The CBS statement knocks DeSantis for declining a sit-down interview (this decision appears vindicated by correspondent Sharyn Alfonsi's conduct at the press conference and her team's egregious final product hit job, based on a pre-determined conclusion), then pushes back against the two Democratic officials in question. We did speak to both of them, CBS says, but it's "untrue" that we "ignored their perspective." The statement also appears to accuse Palm Beach Mayor David Kerner of lying about being interviewed. All of this is totally bizarre. Kerner never denied that he was interviewed. His blistering press release on Monday stated what he'd "discussed" with CBS, adding that the network "had [the relevant] information" and "left it out because it kneecaps their narrative." Appearing on Fox the next day, Kerner mentioned that he'd spoken with 60 Minutes producers for the better part of an hour. He never denied that the interview happened, as CBS suggests; he said that they ignored what he told them, which is obviously true. Moskowitz is also very displeased with the way 60 Minutes characterized their interactions with him:
I did speak with @60Minutes. Never said I didn’t. They were very nice, but I told them that the @publix story was “bullshit”. Walked them through the whole process.The fact that I didn’t sit down on “camera” because I am responding to a 100 year emergency doesn’t change the truth https://t.co/G7QNsV42V5— Jared MASKowitz ?? (@JaredEMoskowitz) April 6, 2021
On Sunday, Moskowitz tweeted at 60 Minutes, "I said this before and I’ll say it again. @Publix was recommended by @FLSERT and @HealthyFla as the other pharmacies were not ready to start. Period! Full Stop! No one from the Governors office suggested Publix. It’s just absolute malarkey." That was a follow-up to the same point he'd made while dispelling this fake scandal first reared its head in early March: "This idea why @Publix was picked has been utter nonsense. We reached out to all pharmacies and they were the only one who at the time could execute on the mission." We know know that Moskowitz had explained all of this, specifically, to the team at 60 Minutes. He didn't have the time to sit down for an on-camera interview with CBS ("I am responding to a 100 year emergency"), but he briefed them on all the facts, explaining exactly why the narrative they were chasing was "bullshit." And just as they did with Kerner, they listened to him, then ignored his information.

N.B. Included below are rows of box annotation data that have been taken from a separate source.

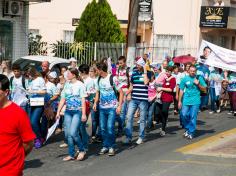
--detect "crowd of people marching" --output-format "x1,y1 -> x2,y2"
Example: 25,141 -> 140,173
0,47 -> 236,161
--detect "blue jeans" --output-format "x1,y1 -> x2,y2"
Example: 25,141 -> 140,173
201,93 -> 209,108
126,100 -> 148,140
99,108 -> 116,148
210,87 -> 220,111
91,104 -> 101,137
181,105 -> 199,135
64,110 -> 84,157
79,122 -> 89,150
21,104 -> 30,115
147,102 -> 156,128
120,100 -> 129,128
30,106 -> 43,139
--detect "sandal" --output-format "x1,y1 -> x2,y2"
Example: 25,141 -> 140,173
76,152 -> 86,161
63,156 -> 75,161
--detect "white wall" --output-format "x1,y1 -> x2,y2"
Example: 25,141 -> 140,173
29,0 -> 129,43
153,0 -> 201,47
0,1 -> 29,60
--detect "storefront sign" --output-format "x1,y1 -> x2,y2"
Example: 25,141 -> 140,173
72,18 -> 79,26
200,6 -> 229,28
139,0 -> 152,21
198,40 -> 236,72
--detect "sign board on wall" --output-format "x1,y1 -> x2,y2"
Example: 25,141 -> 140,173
139,0 -> 152,21
200,6 -> 230,28
72,18 -> 79,26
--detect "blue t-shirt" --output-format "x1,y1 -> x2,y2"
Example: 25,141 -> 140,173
228,72 -> 236,92
61,81 -> 87,110
179,75 -> 207,106
131,71 -> 151,101
197,64 -> 210,80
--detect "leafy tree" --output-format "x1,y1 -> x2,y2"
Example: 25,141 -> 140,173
28,33 -> 48,55
51,40 -> 85,59
75,0 -> 125,43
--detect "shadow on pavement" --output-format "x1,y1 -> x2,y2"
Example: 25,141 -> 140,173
24,159 -> 43,170
195,129 -> 216,137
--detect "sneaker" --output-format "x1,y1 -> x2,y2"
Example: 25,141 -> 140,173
183,131 -> 188,137
123,138 -> 131,145
187,134 -> 193,140
95,136 -> 102,143
40,138 -> 46,145
99,147 -> 108,155
55,128 -> 62,135
160,130 -> 166,137
108,148 -> 115,156
59,143 -> 68,148
34,139 -> 42,149
136,138 -> 143,145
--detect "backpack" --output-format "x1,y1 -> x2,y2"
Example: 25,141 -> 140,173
118,67 -> 130,87
10,76 -> 26,90
98,74 -> 119,99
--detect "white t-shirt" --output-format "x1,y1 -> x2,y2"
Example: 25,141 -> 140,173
29,77 -> 47,97
61,81 -> 87,110
46,81 -> 59,98
83,77 -> 97,102
96,74 -> 121,109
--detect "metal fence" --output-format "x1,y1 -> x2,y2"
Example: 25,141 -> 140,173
29,42 -> 197,64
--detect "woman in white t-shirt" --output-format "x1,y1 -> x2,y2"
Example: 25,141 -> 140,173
56,68 -> 87,161
28,68 -> 46,149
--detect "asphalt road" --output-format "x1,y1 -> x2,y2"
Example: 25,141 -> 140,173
24,111 -> 236,176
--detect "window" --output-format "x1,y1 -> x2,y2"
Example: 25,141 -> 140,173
156,35 -> 183,48
153,34 -> 185,62
0,20 -> 13,60
29,29 -> 39,37
64,30 -> 75,43
219,36 -> 228,48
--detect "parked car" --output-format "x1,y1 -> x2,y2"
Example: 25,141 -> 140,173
13,55 -> 70,73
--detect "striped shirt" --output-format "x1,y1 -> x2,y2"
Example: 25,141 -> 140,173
131,71 -> 151,101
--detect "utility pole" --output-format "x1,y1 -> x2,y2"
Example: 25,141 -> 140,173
126,0 -> 139,67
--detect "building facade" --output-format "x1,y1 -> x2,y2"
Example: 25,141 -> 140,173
0,0 -> 50,60
29,0 -> 236,61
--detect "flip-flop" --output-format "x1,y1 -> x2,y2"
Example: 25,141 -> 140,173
63,156 -> 75,161
76,152 -> 86,161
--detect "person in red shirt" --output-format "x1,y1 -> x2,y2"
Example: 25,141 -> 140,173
157,66 -> 176,136
0,74 -> 35,176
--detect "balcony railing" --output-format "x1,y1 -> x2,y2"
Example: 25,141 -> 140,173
200,6 -> 236,29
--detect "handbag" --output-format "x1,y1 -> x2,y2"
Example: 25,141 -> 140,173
43,105 -> 55,120
30,97 -> 44,106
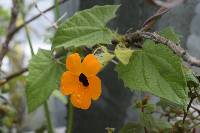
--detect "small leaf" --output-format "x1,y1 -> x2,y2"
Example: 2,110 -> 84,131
52,90 -> 68,104
95,46 -> 114,67
53,5 -> 119,48
116,40 -> 187,106
183,68 -> 199,88
159,27 -> 180,43
114,46 -> 133,65
26,49 -> 64,112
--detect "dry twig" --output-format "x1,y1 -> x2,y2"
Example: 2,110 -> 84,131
125,31 -> 200,67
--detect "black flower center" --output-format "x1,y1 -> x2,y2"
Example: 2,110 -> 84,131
79,73 -> 89,86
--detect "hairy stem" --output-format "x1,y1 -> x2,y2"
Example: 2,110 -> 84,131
44,101 -> 54,133
18,1 -> 53,133
66,101 -> 74,133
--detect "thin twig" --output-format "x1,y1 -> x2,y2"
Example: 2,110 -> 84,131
125,31 -> 200,67
0,68 -> 28,87
0,0 -> 19,67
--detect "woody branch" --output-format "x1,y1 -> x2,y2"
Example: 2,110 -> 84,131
125,31 -> 200,67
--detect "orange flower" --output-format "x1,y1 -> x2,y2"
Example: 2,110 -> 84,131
61,53 -> 101,109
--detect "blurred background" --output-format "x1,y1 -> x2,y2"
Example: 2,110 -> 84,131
0,0 -> 200,133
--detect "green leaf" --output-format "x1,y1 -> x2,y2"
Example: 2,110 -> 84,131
26,49 -> 64,112
116,40 -> 187,106
114,44 -> 133,65
119,122 -> 144,133
53,5 -> 119,48
94,46 -> 114,67
183,68 -> 199,88
52,90 -> 68,104
140,112 -> 171,130
159,27 -> 180,43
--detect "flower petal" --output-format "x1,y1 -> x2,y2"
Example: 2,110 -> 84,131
88,76 -> 101,100
66,53 -> 81,75
61,71 -> 79,95
70,90 -> 91,109
82,54 -> 101,77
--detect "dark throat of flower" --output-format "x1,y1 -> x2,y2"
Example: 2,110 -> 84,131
79,73 -> 89,87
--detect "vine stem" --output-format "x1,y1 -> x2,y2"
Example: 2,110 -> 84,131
44,101 -> 54,133
66,100 -> 74,133
54,0 -> 74,133
18,1 -> 53,133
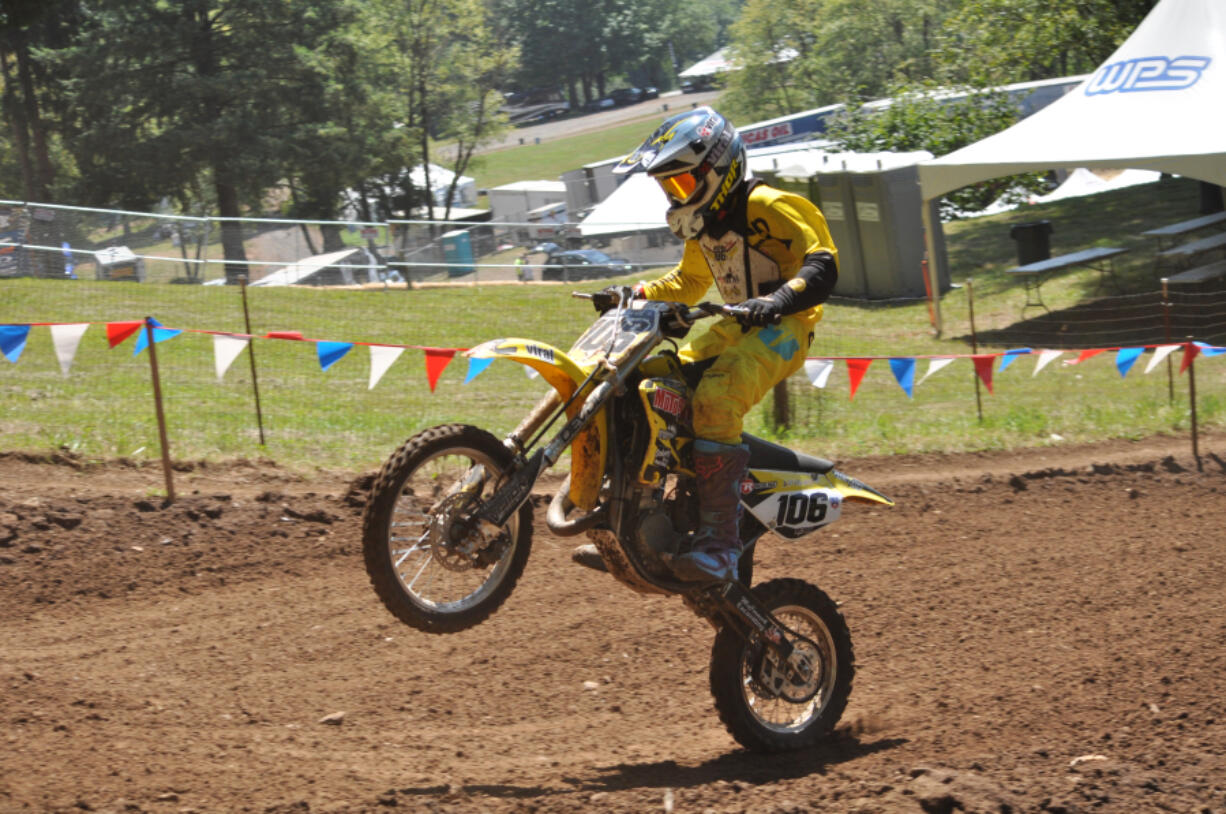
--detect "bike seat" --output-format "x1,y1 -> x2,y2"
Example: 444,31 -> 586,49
741,433 -> 835,474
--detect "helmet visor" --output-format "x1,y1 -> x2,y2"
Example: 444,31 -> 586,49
656,173 -> 698,204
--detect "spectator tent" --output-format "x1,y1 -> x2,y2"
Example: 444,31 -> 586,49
920,0 -> 1226,328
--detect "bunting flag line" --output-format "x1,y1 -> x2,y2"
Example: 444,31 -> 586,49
1064,348 -> 1107,364
107,322 -> 145,347
1193,342 -> 1226,357
1116,348 -> 1145,379
315,340 -> 353,370
463,357 -> 494,384
916,357 -> 954,386
0,318 -> 1226,400
971,353 -> 996,395
997,348 -> 1034,373
890,357 -> 916,398
132,316 -> 183,356
1030,351 -> 1064,378
804,359 -> 835,389
847,359 -> 873,401
51,322 -> 89,376
425,348 -> 456,392
1145,344 -> 1179,373
367,344 -> 405,390
213,333 -> 250,381
0,325 -> 29,364
1179,342 -> 1200,376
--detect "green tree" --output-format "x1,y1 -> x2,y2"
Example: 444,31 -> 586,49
939,0 -> 1157,87
54,0 -> 360,281
367,0 -> 517,219
826,83 -> 1049,218
727,0 -> 950,119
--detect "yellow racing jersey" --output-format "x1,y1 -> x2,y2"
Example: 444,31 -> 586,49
642,184 -> 839,326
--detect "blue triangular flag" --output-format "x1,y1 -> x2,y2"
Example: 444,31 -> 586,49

Not speaking with officials who were directly involved in the relevant decisions would have been terrible, lazy, sloppy journalism. But in this case, CBS actually did speak with said officials. They made a deliberate choice to refuse to air what they'd learned, instead moving forward with a storyline that DeSantis, Moskowitz and Kerner had all explicitly explained was absolutely false. That's a full-blown journalistic scandal. I'll leave you with this point, which immediately occurred to me, too:
If DeSantis were considering legal action, he has to be pretty pleased that 60 Minutes just admitted that their half-baked conspiracy theory about him had been repeatedly debunked by experts before they aired it to millions, and that they refused to include those debunkings. https://t.co/sBfG5O23bH— Mollie (@MZHemingway) April 6, 2021
In order to win a defamation lawsuit, public figures face a very high burden of proof: Actual malice. The allegations from Moskowitz and Kerner come close to meeting that standard, in view. But 60 Minutes appears to have affirmed those officials' version of events. 60 Minutes has not only provably disgraced itself in this episode, they might be in legal jeopardy, as well.